I glanced at the butler, but his wooden face showed no comprehension of the bad taste of Tom's remarks. I was glad of that, for Tom has earned a reputation among all classes for always saying and doing the right thing at the right time. I could not help wondering how he would act if I should tell him over our coffee that my first husband was in the nursery, doomed to another round of earthly experience in the outward seeming of Horatio Minturn.

"Forgive me, Clare," implored Tom, misinterpreting the expression of my face. "I didn't intend to hurt your feelings, my dear. And you mustn't do me an injustice. You have hinted several times of late that I am not as fond of the baby as I should be. Now, I know exactly what you mean, and I--"

"Suppose, Tom, that we defer further discussion of the subject until later on," I suggested, realizing that I was losing rapidly my grip on my nerves. "Tell me about your day. Where have you been? What have you done? Whom have you seen?"

It was not until we were seated in the smoking-room and Tom had lighted a long black cigar that he returned to a topic I had learned to dread. Heretofore, Tom's interest in the baby had seemed to me to be intermittent and never very intense. To-night is struck me as persistent and painfully strong.

"What I was going to say, Clare, when you interrupted me at the table," he recommenced, gazing at me thoughtfully through a nimbus of tobacco smoke, "was this: Theoretically, I am a fond and enthusiastic father; practically, I haven't seen the baby more than a dozen times--and he has always yelled at sight of me."
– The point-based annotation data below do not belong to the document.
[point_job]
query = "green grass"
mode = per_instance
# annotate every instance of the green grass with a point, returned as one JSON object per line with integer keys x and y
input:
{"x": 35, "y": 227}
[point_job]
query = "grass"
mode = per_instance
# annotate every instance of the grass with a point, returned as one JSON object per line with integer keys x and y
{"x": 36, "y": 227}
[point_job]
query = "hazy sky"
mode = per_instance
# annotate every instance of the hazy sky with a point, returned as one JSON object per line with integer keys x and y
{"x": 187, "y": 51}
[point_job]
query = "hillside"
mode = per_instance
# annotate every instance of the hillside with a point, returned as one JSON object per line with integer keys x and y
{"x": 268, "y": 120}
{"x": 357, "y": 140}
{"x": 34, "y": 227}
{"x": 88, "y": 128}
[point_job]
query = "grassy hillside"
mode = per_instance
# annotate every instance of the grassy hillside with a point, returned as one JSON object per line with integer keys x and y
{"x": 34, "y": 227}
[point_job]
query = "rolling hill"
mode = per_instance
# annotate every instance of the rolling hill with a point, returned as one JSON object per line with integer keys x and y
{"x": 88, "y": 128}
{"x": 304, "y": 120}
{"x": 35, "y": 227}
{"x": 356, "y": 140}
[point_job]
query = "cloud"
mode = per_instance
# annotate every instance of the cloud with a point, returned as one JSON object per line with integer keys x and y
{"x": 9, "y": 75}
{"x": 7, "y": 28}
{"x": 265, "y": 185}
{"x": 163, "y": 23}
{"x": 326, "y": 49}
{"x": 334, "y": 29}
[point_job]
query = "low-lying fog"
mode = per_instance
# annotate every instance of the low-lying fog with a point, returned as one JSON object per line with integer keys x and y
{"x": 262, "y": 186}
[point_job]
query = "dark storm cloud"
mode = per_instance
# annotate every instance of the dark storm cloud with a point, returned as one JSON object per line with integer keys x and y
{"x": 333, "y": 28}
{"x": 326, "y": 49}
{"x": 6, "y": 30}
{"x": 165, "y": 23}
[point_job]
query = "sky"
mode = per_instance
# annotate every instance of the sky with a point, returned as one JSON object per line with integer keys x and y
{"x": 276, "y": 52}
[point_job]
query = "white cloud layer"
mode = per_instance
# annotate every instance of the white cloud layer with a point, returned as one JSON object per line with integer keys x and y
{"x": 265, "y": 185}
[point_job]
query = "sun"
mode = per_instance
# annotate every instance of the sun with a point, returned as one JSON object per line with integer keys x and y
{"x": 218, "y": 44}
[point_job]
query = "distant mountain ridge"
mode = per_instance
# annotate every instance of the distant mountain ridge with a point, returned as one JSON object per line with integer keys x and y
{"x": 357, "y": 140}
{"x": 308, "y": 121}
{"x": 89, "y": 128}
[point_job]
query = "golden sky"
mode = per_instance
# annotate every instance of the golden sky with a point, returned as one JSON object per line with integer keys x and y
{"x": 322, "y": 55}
I laughed aloud, nervously, and Tom's glance had in it much astonishment and a little annoyance.

"It's hardly a subject for merriment, is it?" he queried, coldly. "You accuse me of not appreciating Horatio. May I ask you, my dear, when I have had an opportunity of observing his--ah--good points, so to speak? To be frank with you, Clare, and to paraphrase a popular song, 'all babies look alike to me.'"

"But there are great differences among them, Tom," I cried, impulsively; and again a touch of hysteria got into my voice.

"And ours, of course, is the finest in the world," he remarked, good-naturedly. "But what I was getting at, Clara, is this: I want to become better acquainted with the boy. He's old enough now, isn't he, to begin to--what is it they call it?--take notice?"

"Oh, yes." I managed to answer, without breaking down. If Tom would only change the subject! But how could I lead his mind to other things? Surely, I couldn't tell him flatly that hereafter the baby must be a tabooed topic between us, that there really was not any Horatio, that the law of psychic evolution through repeated reincarnations was making in our nursery a demonstration unprecedented in our knowledge of the race. All that I could do was to sit silent, pressing my cold hands together, and endeavor to prevent Tom from observing my increasing agitation.